This came up when reviewing #62118. There are too many StringDtypes and FooStringArrays. Apparently pd.ArrowDtype can accommodate some specific types of pyarrow strings that StringDtype(storage="pyarrow") cannot. I propose that we

1) Extend pd.StringDtype (and ArrowStringArray) to allow it to support the specific variants of pyarrow strings we want to support 2) Deprecate support for those in ArrowDtype/ArrowEA, moving users to the StringArray. 3) Try to refactor all the FooStringArray variants down to just one StringArray.

Comment From: jbrockmendel

Getting rid of the NumpySemantics classes is straightforward. Combining the ArrowStrimgArray into StringArray would take real effort/thought

Comment From: mroeschke

Would e.g. Series[datetime[pyarrow]].dt.strftime start to return StringDtype instead of ArrowDtype?

I would prefer to do this once we have "the logical type system" defined for all our types.

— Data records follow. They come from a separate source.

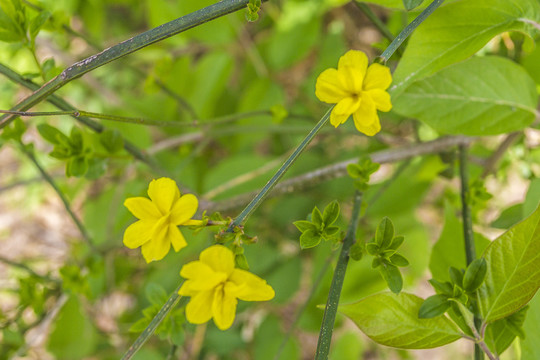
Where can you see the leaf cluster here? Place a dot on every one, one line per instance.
(78, 153)
(383, 247)
(320, 227)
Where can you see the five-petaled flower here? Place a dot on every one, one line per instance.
(214, 285)
(159, 219)
(357, 90)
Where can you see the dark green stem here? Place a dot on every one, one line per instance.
(301, 310)
(254, 204)
(145, 335)
(470, 250)
(63, 105)
(327, 327)
(124, 48)
(404, 34)
(140, 121)
(61, 195)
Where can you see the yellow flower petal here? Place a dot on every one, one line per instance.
(184, 209)
(348, 105)
(201, 276)
(163, 193)
(219, 258)
(329, 87)
(338, 119)
(377, 77)
(142, 208)
(156, 249)
(381, 99)
(367, 123)
(223, 308)
(177, 239)
(138, 233)
(199, 308)
(352, 69)
(250, 286)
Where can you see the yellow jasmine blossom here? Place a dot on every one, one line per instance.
(214, 285)
(357, 90)
(159, 218)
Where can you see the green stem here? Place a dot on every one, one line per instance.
(124, 48)
(28, 270)
(327, 327)
(141, 121)
(61, 195)
(404, 34)
(63, 105)
(254, 204)
(470, 250)
(145, 335)
(468, 235)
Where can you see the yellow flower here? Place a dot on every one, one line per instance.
(159, 218)
(357, 90)
(214, 286)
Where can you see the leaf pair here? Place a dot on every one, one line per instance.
(361, 172)
(320, 227)
(386, 259)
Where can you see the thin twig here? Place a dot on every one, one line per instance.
(95, 126)
(60, 194)
(499, 153)
(404, 34)
(301, 310)
(124, 48)
(339, 169)
(327, 327)
(145, 335)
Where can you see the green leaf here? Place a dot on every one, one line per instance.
(466, 26)
(304, 225)
(309, 239)
(77, 166)
(399, 260)
(384, 233)
(474, 275)
(411, 4)
(397, 242)
(434, 306)
(392, 276)
(513, 274)
(38, 22)
(456, 276)
(316, 217)
(354, 171)
(331, 230)
(442, 287)
(501, 333)
(331, 213)
(52, 134)
(156, 294)
(372, 248)
(392, 320)
(111, 140)
(356, 252)
(72, 336)
(481, 96)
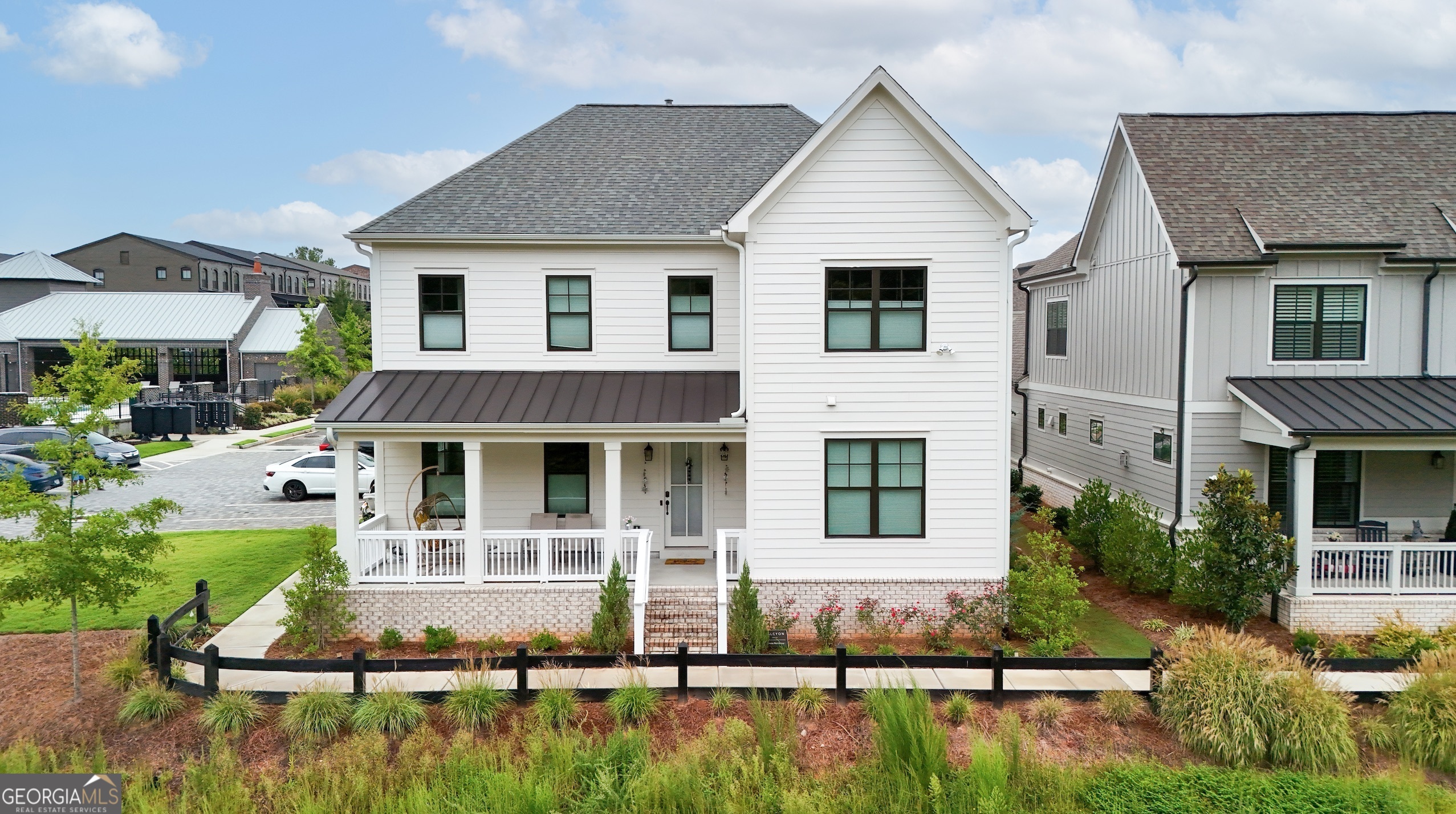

Comment From: jbrockmendel

Would e.g. Series[datetime[pyarrow]].dt.strftime start to return StringDtype instead of ArrowDtype?

Yes, it would return a StringDtype that behaves semantically just like the ArrowDtype does now. Or are there other differences I'm missing?

Comment From: mroeschke

Or are there other differences I'm missing?

I'm not sure if currently e.g. Series.str.count would return int64[pyarrow] or Int64 for StringDtype. I believe at least ArrowDtype consistently returns another arrow backed dtype (unless the EA definition says to return a numpy backed type).

Comment From: jbrockmendel

Fair point. Short term on board for getting rid of the NumpySemantics classes?

Comment From: mroeschke

Sure, but I'm not familiar with what the ArrowStringArrayNumpySemantics was for. AFAICT it's just for using a different _na_value which should be available on the dtype?

Comment From: jbrockmendel

AFAICT it's just for using a different _na_value which should be available on the dtype?

Yes. Basically the change would be to add dtype to __init__ so type(self)(values) becomes type(self)(values, dtype=self.dtype) in a bunch of places.